Claudia Knauer ist Jahrgang 1961, lebt mit ihrem Mann in Apenrade (Aabenraa) und ist Direktorin der Büchereien der deutschen Minderheit in Nordschleswig. Sie war unter anderem stellvertretende Chefredakteurin beim „Nordschleswiger“ und schreibt seit Jahren weiterhin Gastbeiträge.

Die Welt hat viele Probleme. Die drängendsten sind Krieg und Klima. Gerechtigkeit ist ein weiteres. Es gibt dabei keine Hierarchie und es darf kein Ausspielen des einen gegen das andere geben. Wir können es uns nicht leisten, zunächst den Krieg, in unserem Fall, in der Ukraine (aber es gibt viele mehr) zu beenden, bevor wir uns dem Klima zuwenden.

Genauso wenig können wir die Frage der Gerechtigkeit für Minderheiten aufschieben, bis wir dafür mal Zeit haben.
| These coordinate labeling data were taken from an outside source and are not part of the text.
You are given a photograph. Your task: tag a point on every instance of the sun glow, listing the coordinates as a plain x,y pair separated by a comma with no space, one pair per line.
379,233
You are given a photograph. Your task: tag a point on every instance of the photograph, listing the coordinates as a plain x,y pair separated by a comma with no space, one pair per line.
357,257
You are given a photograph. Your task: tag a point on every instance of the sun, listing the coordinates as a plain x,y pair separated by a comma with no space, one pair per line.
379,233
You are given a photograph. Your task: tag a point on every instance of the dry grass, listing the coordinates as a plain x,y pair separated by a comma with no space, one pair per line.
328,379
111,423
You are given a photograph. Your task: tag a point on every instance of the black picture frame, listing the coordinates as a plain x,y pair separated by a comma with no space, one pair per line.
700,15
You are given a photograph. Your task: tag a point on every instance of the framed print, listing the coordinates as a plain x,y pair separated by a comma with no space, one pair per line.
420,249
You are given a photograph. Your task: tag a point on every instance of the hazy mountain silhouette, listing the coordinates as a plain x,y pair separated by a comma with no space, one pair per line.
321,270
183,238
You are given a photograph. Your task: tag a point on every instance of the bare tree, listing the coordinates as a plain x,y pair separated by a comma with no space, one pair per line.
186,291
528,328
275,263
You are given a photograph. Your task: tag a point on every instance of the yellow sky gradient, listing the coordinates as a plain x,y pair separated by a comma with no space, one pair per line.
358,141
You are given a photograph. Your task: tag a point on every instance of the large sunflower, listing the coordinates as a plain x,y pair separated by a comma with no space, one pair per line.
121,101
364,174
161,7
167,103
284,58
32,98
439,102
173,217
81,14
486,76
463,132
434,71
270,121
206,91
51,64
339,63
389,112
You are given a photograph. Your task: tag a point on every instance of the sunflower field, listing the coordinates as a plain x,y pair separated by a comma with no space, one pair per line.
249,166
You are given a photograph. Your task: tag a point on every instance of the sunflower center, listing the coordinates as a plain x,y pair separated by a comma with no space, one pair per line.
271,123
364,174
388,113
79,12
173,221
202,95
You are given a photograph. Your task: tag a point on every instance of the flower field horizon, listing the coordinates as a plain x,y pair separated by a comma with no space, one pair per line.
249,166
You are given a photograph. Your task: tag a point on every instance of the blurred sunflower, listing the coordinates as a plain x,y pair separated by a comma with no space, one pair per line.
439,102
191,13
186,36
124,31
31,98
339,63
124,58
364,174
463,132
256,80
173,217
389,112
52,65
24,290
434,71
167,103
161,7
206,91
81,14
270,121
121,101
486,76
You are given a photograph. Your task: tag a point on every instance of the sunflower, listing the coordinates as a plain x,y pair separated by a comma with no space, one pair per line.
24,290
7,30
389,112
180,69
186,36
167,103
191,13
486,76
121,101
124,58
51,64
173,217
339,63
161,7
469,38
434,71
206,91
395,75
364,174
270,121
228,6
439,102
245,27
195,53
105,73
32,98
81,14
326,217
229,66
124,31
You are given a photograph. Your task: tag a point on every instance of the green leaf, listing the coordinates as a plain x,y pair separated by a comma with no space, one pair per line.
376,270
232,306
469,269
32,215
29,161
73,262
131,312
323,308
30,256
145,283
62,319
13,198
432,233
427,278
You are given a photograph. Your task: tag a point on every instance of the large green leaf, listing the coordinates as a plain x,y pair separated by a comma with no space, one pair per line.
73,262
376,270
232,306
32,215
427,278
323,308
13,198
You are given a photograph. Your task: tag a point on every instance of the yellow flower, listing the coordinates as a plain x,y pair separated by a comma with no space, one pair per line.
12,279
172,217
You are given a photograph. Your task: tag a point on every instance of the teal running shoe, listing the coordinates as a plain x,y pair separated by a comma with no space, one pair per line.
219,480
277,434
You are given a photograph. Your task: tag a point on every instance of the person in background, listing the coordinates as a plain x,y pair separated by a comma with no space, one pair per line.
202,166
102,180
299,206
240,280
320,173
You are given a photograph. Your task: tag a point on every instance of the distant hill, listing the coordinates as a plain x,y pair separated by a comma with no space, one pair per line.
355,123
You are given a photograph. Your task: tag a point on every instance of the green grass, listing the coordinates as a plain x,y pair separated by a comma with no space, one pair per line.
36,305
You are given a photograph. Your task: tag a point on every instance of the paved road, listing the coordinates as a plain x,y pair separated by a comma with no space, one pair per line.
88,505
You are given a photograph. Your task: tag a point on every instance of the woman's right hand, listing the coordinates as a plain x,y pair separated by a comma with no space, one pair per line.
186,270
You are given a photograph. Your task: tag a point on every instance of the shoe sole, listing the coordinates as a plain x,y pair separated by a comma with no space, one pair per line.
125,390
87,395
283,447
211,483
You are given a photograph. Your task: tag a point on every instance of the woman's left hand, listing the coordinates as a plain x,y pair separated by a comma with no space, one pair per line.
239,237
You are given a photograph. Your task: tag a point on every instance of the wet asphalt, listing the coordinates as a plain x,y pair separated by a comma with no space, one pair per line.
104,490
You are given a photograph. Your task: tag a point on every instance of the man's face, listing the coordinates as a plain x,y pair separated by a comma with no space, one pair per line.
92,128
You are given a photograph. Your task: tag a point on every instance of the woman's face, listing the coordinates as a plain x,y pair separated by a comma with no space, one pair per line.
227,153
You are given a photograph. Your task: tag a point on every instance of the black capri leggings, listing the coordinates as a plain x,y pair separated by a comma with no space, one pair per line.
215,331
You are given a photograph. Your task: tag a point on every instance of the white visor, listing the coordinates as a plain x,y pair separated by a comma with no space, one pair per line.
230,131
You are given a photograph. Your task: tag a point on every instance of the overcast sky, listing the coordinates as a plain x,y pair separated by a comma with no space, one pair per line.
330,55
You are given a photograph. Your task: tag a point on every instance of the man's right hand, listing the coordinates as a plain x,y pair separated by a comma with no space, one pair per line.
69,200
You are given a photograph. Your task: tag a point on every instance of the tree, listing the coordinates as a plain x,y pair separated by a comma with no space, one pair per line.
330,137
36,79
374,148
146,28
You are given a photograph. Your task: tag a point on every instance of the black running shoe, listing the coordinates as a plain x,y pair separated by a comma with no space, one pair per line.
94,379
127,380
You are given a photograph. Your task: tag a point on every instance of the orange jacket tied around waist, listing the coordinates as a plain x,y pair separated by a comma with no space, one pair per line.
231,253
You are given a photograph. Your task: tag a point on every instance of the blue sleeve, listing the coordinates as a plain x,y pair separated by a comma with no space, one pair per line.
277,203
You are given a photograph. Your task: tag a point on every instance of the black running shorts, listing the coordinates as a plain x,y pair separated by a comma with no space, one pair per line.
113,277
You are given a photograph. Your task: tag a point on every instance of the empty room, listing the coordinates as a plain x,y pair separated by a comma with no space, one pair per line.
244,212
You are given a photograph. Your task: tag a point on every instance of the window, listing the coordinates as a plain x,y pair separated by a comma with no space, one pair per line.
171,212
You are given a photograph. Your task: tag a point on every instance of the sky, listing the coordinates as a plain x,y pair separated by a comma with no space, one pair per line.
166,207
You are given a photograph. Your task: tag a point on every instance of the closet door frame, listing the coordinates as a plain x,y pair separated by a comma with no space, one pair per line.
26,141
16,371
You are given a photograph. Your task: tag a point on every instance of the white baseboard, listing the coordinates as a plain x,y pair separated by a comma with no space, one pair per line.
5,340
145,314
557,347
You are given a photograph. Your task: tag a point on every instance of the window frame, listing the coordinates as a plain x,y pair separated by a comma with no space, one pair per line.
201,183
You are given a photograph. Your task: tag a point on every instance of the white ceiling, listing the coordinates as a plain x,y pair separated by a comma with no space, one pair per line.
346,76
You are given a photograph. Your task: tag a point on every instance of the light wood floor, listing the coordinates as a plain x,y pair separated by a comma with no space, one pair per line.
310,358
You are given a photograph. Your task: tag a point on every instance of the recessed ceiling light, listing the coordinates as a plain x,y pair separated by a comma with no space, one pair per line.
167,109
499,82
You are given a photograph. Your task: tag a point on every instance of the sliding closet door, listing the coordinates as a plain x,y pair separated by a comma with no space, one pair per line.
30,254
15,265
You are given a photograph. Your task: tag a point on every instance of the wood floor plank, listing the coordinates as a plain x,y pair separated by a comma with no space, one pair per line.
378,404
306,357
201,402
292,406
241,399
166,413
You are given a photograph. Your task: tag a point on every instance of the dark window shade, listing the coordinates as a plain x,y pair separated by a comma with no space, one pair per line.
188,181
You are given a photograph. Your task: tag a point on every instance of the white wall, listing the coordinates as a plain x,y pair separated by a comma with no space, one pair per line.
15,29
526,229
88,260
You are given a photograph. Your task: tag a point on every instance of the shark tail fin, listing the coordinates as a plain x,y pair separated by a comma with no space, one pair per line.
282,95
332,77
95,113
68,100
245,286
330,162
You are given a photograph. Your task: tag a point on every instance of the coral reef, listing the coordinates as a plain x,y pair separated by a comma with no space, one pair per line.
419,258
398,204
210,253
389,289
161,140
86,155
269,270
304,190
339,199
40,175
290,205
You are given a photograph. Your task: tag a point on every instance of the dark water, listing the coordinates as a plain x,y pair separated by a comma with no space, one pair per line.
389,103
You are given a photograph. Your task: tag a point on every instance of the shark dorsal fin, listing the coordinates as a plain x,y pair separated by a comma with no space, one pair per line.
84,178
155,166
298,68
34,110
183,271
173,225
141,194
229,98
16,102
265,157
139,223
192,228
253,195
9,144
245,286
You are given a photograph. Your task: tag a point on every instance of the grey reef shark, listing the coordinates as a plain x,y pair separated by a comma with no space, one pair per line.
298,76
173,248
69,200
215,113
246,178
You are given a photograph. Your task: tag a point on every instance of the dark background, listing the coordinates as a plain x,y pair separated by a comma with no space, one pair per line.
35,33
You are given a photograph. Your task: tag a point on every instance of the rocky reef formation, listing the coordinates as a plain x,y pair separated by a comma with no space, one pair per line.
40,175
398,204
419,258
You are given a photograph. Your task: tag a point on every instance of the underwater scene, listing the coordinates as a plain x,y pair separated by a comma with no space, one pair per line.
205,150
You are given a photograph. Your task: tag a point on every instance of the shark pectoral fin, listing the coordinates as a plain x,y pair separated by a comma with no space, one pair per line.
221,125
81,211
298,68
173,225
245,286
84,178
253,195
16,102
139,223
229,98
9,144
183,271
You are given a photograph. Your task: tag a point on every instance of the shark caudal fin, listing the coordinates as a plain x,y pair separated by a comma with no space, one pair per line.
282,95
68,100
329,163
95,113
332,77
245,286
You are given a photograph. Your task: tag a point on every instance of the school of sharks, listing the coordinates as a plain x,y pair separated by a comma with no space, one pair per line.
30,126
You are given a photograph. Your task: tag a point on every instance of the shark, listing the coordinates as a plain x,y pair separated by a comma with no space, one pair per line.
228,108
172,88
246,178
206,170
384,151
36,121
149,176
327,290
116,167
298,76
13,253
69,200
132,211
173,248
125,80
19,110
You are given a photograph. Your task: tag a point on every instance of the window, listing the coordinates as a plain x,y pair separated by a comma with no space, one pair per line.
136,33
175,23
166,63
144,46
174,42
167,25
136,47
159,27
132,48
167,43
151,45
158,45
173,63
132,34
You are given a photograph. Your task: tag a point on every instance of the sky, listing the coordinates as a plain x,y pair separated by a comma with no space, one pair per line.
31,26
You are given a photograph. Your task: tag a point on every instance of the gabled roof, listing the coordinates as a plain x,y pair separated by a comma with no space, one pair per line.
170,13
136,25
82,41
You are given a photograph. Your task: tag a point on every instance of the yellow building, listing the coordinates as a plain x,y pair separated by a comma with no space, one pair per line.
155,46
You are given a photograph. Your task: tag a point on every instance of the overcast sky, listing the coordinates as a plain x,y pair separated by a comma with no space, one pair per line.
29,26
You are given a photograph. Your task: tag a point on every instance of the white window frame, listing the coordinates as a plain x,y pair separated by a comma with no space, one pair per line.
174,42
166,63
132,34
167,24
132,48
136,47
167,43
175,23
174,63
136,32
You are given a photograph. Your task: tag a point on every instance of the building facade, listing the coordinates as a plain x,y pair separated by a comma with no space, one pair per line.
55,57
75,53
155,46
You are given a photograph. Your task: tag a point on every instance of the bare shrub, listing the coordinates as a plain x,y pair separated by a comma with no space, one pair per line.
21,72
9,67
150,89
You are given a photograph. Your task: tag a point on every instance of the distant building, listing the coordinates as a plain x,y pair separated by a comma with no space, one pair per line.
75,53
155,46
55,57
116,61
Aber: Was bedeutet das, was jetzt so oft unter dem Rubrum „kulturelle Aneignung“, „woke“ (laut Duden  „In hohem Maß politisch wach und engagiert gegen (insbesondere rassistische, sexistische, soziale) Diskriminierung), „cancel culture“ (ein politisches Schlagwort, das systematische Bestrebungen zum partiellen sozialen Ausschluss von Personen oder Organisationen bezeichnet, denen beleidigende, diskriminierende, rassistische, antisemitische, verschwörungsideologische, bellizistische, frauenfeindliche, frauenverachtende, homophobe Aussagen, beziehungsweise Handlungen vorgeworfen werden) oder das verwandte „deplatforming“ (Betroffenen die öffentlichen Plattformen entziehen) oder allgemein die „political correctness“ läuft. Wobei alles oft vermengt und immer gerne der Kampfbegriff „Rassismus“ hinzugefügt wird, der schon lange mehr umfasst als Diskriminierung wegen angeblicher Rassen (es gibt keine Menschenrassen!).

Die Anliegen sind oft sicher berechtigt, aber die Diskussion wird viel zu viel bestimmt von Gefühlen oder möglichen Gefühlen der Verletztheit. Minderheiten müssen geschützt werden – wer wüsste das besser als wir. Aber mit Verstand und nicht nur mit Gefühl. Weil ich mich verletzt fühle (fühlen könnte), muss aus Pippi Langstrumpfs Vater ein Südseekönig werden, werden Winnetou-Filme in der ARD nicht mehr gezeigt, werden weiße Musikerinnen der Bühne verwiesen, weil sie Dreadlocks tragen. Kulturelle Aneignung wird leider nicht nur gerufen, sondern geschrien. Und damit ist jede Diskussion schon beendet, obwohl ich doch gerne verstehen würde.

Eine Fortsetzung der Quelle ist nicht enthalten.